The Kolmogorov-Smirnov test is fundamentally employed to ascertain whether a sample of data is consistent with a specified theoretical probability distribution. This comparison is vital for validating statistical assumptions, especially the assumption of normality.
This non-parametric test is widely used precisely because many powerful statistical tests and procedures—known as parametric methods—make the crucial assumption that the underlying data is normally distributed. If the assumption of normality is violated, the results derived from these tests may be invalid or misleading.
The following comprehensive, step-by-step example illustrates how to perform a one-sample Kolmogorov-Smirnov test for normality on a sample dataset directly within Microsoft Excel, focusing on the calculation of the D statistic and its proper interpretation against critical values.

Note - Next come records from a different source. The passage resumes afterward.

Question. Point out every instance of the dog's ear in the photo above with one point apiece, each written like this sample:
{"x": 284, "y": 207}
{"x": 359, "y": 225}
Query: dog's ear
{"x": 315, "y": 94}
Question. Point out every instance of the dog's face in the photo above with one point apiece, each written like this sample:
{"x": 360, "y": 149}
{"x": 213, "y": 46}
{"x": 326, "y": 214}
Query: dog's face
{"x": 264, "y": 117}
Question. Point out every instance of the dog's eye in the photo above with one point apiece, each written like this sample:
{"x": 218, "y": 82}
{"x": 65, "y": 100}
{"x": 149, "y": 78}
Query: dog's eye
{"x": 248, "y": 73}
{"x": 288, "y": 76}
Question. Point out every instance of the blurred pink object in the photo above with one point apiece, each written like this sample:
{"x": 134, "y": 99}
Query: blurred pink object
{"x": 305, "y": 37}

Understanding the Theoretical Basis of the K-S Test
The core mathematical concept behind the Kolmogorov-Smirnov Test is the comparison between two cumulative distribution functions (CDFs). When testing a single sample against a hypothesized distribution, we first generate the empirical CDF. The empirical CDF is a step function representing the observed proportion of data points below a certain value ($x$). We then contrast this observed function with the theoretical CDF, which is a smooth curve based on the hypothesized distribution defined by the sample’s estimated parameters (mean and standard deviation).
The test statistic D is mathematically defined as the supremum, or largest absolute vertical distance, between the empirical CDF and the theoretical CDF across all possible values in the dataset. A smaller D value indicates a better fit between the sample data and the hypothesized distribution. Since perfect matches are practically non-existent in real-world data, the test determines if the observed difference is large enough to be statistically significant, leading to the rejection of the null hypothesis.
While the standard K-S test is designed for situations where the distribution parameters are known beforehand, in the context of testing a sample for normal distribution, we must estimate the mean and standard deviation from the sample itself. This modification technically makes it the Lilliefors test, which uses slightly different critical values. However, the calculation methodology in Excel remains the same, relying on these two derived parameters to define the theoretical normal curve.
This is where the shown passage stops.